You are viewing a plain text version of this content. The canonical link for it is here.
Posted to issues@spark.apache.org by "Michael Armbrust (JIRA)" <ji...@apache.org> on 2015/01/13 06:45:34 UTC
[jira] [Resolved] (SPARK-5138) pyspark unable to infer schema of
namedtuple
[ https://issues.apache.org/jira/browse/SPARK-5138?page=com.atlassian.jira.plugin.system.issuetabpanels:all-tabpanel ]
Michael Armbrust resolved SPARK-5138.
-------------------------------------
Resolution: Fixed
Fix Version/s: 1.3.0
Issue resolved by pull request 3978
[https://github.com/apache/spark/pull/3978]

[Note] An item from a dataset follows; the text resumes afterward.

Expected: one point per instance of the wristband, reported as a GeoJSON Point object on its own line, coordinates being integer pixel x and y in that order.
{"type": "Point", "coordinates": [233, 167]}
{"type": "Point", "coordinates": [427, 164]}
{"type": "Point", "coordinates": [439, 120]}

> pyspark unable to infer schema of namedtuple
> --------------------------------------------
>
> Key: SPARK-5138
> URL: https://issues.apache.org/jira/browse/SPARK-5138
> Project: Spark
> Issue Type: Bug
> Components: PySpark, SQL
> Affects Versions: 1.2.0
> Reporter: Gabe Mulley
> Priority: Trivial
> Fix For: 1.3.0
>
>
> When attempting to infer the schema of an RDD that contains namedtuples, pyspark fails to identify the records as namedtuples, resulting in it raising an error.
> Example:
> {noformat}
> from pyspark import SparkContext
> from pyspark.sql import SQLContext
> from collections import namedtuple
> import os
> sc = SparkContext()
> rdd = sc.textFile(os.path.join(os.getenv('SPARK_HOME'), 'README.md'))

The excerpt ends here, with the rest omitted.